[PATCH] crypto: padlock-sha - Add support for Zhaoxin processor

AlanSong-oc posted 1 patch 4 months ago
There is a newer version of this series
drivers/crypto/padlock-sha.c | 169 ++++++++++++++++++++++++++++++++---
1 file changed, 157 insertions(+), 12 deletions(-)
[PATCH] crypto: padlock-sha - Add support for Zhaoxin processor
Posted by AlanSong-oc 4 months ago
From: AlanSong <AlanSong-oc@zhaoxin.com>

For Zhaoxin processors, the XSHA1 instruction requires the total memory
allocated at %rdi register must be 32 bytes, while the XSHA1 and
XSHA256 instruction doesn't perform any operation when %ecx is zero.

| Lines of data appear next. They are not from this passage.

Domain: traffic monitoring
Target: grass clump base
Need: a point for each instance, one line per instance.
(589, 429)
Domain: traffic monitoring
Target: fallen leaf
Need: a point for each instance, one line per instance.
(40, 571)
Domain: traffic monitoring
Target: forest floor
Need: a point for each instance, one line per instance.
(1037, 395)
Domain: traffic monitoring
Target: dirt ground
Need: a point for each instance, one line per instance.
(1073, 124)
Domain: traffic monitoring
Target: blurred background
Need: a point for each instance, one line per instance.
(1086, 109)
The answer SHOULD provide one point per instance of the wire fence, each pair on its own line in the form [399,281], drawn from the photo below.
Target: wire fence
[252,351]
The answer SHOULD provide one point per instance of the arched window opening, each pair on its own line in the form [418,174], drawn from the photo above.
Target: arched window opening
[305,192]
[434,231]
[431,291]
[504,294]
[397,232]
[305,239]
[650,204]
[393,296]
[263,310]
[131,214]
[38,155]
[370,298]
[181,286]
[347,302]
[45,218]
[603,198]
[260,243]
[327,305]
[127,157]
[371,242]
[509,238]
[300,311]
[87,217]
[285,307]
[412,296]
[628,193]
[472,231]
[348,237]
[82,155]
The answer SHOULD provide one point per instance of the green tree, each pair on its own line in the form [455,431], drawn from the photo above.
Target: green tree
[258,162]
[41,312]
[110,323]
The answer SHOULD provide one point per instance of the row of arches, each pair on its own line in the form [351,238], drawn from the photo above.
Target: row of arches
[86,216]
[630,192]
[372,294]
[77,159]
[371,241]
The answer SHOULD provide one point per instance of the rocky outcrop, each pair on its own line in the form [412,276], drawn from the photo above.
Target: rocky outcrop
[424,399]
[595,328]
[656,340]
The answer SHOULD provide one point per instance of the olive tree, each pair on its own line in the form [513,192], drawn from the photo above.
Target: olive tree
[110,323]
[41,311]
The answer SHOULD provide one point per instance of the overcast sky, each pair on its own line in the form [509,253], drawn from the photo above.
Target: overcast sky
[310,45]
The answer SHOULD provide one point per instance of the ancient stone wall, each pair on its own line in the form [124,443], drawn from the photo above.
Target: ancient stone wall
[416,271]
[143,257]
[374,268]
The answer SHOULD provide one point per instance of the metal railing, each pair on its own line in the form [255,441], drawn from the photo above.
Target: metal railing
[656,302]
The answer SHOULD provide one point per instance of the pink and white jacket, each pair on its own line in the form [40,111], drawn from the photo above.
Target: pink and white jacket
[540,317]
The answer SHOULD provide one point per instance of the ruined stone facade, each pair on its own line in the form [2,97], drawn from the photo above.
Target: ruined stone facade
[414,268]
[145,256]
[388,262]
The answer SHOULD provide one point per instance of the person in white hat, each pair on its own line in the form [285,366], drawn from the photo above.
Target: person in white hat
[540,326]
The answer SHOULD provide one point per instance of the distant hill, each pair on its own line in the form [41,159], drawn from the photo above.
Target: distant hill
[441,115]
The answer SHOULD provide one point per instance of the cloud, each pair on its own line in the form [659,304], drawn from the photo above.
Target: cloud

Due to these requirements, the current padlock-sha driver does not work
correctly with Zhaoxin processors. It cannot pass the self-tests and
therefore does not activate the driver on Zhaoxin processors. This issue
has been reported in Debian [1]. The self-tests fail with the
following messages [2]:

alg: shash: sha1-padlock-nano test failed (wrong result) on test vector 0, cfg="init+update+final aligned buffer"
alg: self-tests for sha1 using sha1-padlock-nano failed (rc=-22)
------------[ cut here ]------------

alg: shash: sha256-padlock-nano test failed (wrong result) on test vector 0, cfg="init+update+final aligned buffer"
alg: self-tests for sha256 using sha256-padlock-nano failed (rc=-22)
------------[ cut here ]------------

This patch introduces new functions and data structures to properly meet
the requirements of XSHA1 and XSHA256 instruction on Zhaoxin processors.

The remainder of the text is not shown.